Gutted pumpkins, rabbit stew and the spirit of the holidays
I suppose, one of these days, I ought to put up a Christmas tree.
Yeah, I know, the rest of the world went into full fa-la-la mode well before the first leaves had fallen, and I am, doubtless, among the last to contemplate dragging a decapitated evergreen into the living room to celebrate the season and support the consumer economy.
Now I’ll disavow any kinship with Scrooge or Grinch, it’s just that, as far as I’m concerned, my house is just fine as it is. For 11 months I live comfortably without pine boughs or twinkly lights festooning my living space and, truth be told, I really don’t feel the need for December to be any different.
Write it off to a long standing seasonal decorative disaffective disorder – by no means limited to the Yuletide. I failed to gut a single pumpkin in October; appear heartless throughout February; serve rabbit stew for Easter brunch and call the cops on the guy shooting verboten fireworks on the Fourth. I don’t even wear green on March 17.
Frankly, holiday decorating leaves me cold. I fear that it —like my indifference to professional football and deep aversion to being called “Jerry” – is rooted deep in the indignities of childhood.
It was clear the dread season was upon me when we returned from our Thanksgiving holiday and the turkey feathers and Pilgrim hats were gone from Mrs. Caffrey’s classroom bulletin boards. I knew it for what it was -- the first manifestation of the three-week frenzy of felt, glue and glitter that was about to begin.
In those days, well before the ramifications of the Supreme Court’s ruling in Engel v. Vitale had expanded and hardened into the banishment of all things carrying so much as a whiff of sectarian spirituality from public education, our classroom constituted little short of a taxpayer financed observation of Advent. As December progressed, the fact that less and less class time and attention was devoted to the memorization of times tables or states and their capitals in deference to endless class time devoted to creating Christmas decorations, Christmas ornaments, Christmas cards and Christmas gifts for parents and siblings raised nary an eyebrow in a community where non-Christians were as unknown as aardvarks and emus.

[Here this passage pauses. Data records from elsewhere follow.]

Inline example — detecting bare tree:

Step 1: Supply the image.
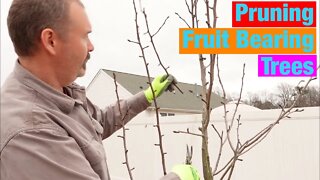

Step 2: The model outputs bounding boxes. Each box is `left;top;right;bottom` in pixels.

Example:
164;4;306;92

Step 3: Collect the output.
277;83;294;108
120;0;320;180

Now, as a child, I had neither theological nor constitutional objections to this practice – I was just no damn good at arts and crafts.
Therein, perhaps, lies the origin of my persistent, low-grade discomfiture with the season. From my earliest age I have demonstrated a complete and hopeless ineptitude in the practice of even the most rudimentary of the visual arts. For all my life, the only thing I have been able to draw is a conclusion, and that realization has resulted in a lifelong horror of craft fairs and a deep aversion to any manner of decorative do-it-yourself project.
Truthfully, the only positive memory I retain of elementary school art projects is the minty-good flavor of the paste issued to us as first and second graders. To this day I could use it to frost a chocolate cupcake or sandwich it between two Hershey bar squares to make a do-it-myself, stick-to-the-ribs peppermint patty. Unfortunately, about the only thing I could do well with that paste was eat it. I was also incapable of coloring inside the lines, cutting on the lines, or patiently standing in line – the latter deficiency not limited to art class. Throughout my elementary school career art projects meant paint on my shirt, glue on my pants, glitter in my hair and my finished effort put on display on the far bottom corner of the classroom bulletin board, well concealed behind the gerbil cage or fish tank.
I could read, write and do simple sums, but the antlers inevitably fell off my reindeer.
It was enough to make a kid think fond thoughts of long division.
And keep the wreath from my door for a lifetime.